The three-zone sums of the tibial and femoral cartilage degeneration scores, and the osteophyte score were summed to determine a total joint score. A sum of tibial cartilage degeneration and osteophyte scores without the femur was also calculated.

Synovitis Score

Synovial inflammation (mainly mononuclear cell infiltration concentrated on the medial side) was scored as follows. Descriptions of other changes (typically fibrosis, or acute inflammation/neutrophil infiltration extending into the lateral compartment-usually associated with IA treatments) are also provided, if present:

  • 0=normal synovium
  • 5=very minimal synovitis (generally focal or scattered minimal diffuse)
  • 1=minimal synovitis (generally focal or scattered minimal diffuse)
  • 2=mild synovitis (multifocal to confluent areas of mild mononuclear cell infiltration)
  • 3=moderate synovitis (confluent areas of moderate mononuclear cell infiltration)
  • 4=marked synovitis (confluent areas of marked mononuclear cell infiltration)
  • 5=severe synovitis (confluent areas of severe mononuclear cell infiltration)

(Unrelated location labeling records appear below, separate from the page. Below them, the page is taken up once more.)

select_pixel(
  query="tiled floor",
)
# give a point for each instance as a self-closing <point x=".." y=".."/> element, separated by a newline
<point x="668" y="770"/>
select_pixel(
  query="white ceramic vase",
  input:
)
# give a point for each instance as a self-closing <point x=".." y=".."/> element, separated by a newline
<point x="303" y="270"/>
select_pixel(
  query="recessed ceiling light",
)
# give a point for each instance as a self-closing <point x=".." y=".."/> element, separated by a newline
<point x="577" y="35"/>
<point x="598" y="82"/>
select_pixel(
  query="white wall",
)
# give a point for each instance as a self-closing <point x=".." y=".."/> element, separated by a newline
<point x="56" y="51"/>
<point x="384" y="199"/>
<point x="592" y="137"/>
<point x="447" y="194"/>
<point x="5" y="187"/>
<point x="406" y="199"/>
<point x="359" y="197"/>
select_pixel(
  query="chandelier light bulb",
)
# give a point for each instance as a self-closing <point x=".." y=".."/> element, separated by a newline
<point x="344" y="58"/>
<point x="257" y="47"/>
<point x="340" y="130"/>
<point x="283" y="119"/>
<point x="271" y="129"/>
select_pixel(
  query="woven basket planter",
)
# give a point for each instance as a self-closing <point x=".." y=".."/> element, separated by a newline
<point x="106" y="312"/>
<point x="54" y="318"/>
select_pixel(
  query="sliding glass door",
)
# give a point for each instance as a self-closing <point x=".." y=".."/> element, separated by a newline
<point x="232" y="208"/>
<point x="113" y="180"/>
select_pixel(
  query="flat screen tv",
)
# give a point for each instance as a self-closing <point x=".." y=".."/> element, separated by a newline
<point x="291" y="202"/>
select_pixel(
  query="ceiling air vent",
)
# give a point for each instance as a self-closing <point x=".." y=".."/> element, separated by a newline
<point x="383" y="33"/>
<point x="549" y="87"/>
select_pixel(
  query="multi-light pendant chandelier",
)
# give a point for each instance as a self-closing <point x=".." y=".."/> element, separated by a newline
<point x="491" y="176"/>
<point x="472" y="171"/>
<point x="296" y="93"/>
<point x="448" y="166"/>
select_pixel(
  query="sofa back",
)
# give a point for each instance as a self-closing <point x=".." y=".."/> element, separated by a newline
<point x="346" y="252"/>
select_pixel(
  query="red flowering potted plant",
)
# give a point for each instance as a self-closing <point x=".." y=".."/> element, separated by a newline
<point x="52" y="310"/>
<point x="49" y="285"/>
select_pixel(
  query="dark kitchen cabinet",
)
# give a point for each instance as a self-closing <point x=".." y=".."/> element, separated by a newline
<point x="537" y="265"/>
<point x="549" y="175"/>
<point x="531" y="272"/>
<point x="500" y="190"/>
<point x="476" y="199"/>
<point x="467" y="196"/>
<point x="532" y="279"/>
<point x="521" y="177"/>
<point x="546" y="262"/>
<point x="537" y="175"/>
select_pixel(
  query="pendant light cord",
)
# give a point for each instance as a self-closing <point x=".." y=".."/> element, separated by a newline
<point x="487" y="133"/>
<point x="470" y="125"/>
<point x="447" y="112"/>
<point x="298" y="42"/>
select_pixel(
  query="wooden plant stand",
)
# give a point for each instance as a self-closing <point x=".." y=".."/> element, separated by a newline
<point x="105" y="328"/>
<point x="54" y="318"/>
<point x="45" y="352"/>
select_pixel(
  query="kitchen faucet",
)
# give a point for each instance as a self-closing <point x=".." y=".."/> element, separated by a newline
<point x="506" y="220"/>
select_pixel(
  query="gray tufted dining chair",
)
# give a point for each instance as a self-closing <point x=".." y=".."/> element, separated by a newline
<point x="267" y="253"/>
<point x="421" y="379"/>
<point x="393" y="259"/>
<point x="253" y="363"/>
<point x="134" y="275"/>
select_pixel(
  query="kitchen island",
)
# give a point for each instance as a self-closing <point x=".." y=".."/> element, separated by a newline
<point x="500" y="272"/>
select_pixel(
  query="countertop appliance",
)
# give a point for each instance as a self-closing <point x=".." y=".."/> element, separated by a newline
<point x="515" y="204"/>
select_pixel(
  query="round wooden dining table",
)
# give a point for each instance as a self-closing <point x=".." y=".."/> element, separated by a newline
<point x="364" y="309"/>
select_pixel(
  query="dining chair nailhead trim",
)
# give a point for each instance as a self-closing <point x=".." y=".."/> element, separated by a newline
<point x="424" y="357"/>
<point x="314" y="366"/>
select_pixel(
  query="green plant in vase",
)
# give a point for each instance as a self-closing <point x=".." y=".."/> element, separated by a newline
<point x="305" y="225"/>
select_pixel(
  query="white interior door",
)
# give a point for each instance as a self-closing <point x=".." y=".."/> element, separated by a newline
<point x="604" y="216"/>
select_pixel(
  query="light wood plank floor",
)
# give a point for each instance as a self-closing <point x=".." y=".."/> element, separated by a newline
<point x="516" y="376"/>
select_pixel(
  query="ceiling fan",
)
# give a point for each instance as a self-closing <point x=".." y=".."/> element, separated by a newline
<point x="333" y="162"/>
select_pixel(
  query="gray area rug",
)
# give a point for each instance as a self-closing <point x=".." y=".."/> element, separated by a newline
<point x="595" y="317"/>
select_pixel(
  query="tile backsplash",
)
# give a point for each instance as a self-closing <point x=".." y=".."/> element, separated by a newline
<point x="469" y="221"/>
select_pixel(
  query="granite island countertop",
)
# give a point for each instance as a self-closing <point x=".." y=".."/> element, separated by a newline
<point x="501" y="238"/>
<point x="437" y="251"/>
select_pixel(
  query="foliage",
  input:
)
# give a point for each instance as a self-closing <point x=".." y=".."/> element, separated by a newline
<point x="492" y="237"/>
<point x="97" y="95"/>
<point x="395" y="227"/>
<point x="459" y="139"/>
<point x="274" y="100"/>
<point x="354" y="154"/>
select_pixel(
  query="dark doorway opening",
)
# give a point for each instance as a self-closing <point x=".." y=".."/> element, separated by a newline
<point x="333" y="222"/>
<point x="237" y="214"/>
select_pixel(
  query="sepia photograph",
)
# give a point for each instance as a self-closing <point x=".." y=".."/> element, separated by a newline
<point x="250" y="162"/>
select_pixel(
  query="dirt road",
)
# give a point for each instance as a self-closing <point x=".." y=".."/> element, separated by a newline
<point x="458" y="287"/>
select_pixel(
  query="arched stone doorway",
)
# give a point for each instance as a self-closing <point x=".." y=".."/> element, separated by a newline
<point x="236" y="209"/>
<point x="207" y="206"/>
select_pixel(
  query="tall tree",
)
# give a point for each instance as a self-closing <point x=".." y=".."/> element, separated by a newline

Medial Tibial Collagen Degeneration

Collagen damage across the medial tibial plateau (most severely affected section of the two halves) is quantified by measuring the total width of the following using an ocular micrometer. Measurements are expressed as a percentage of the total tibial surface width:

  • Any damage (fibrillation ranging from superficial to full thickness loss).
  • Severe damage (total or near total loss of collagen to tidemark, >90% thickness)
  • Marked damage (extends through 61-90% of the cartilage thickness)
  • Moderate damage (extends thru 31-60% of the cartilage thickness)
  • Mild damage (extends through 11-30% of the cartilage thickness)
  • Minimal damage (very superficial, affecting upper 10% only)

Medial Tibial Cartilage Degeneration Image Analysis 

Image analysis of cartilage degeneration areas may be performed if justified by results of the general pathology evaluation (at the pathologist’s discretion).

Photomicrographs of the single most severely affected section from each animal are taken at 50x with a MOTIC microscope camera. The following are marked on a 10.3 x 7.7 hard copy of these photomicrographs, then measured in Adobe Photoshop on the original photos:

  • Total area from the tidemark to the surface (or projected surface in degenerated areas) over the outer two zones (5.8 cm on the printed photo) or all three zones (8.6 cm) of the tibial plateau, measured from the inner edge of the osteophyte
  • Area of non-viable matrix (cartilage with less than 50% chondrocytes, proteoglycan, and intact collagen) and no matrix within the total area
  • Area of no matrix within the total area

These two matrix loss measurements were then compared back to the total area to derive the percent loss of viable matrix area and the percent loss of any matrix area. Determination of whether to evaluate two zones or all three is made by the pathologist based on lesion severity and apparent treatment effects.

Growth Plate Thickness

Growth plate thickness is measured in all knees on medial and lateral sides (2 measures/joint) at the approximate midpoint of the medial and lateral physis (assuming a non tangential area of the section) using an ocular micrometer. The lateral thickness is also subtracted from the medial to determine the difference between the two.

Medial Collateral Ligament/Synovial Repair

Measurements are made of the thickness of the medial synovial/collateral ligament repair in a non-tangential area of the section using an ocular micrometer.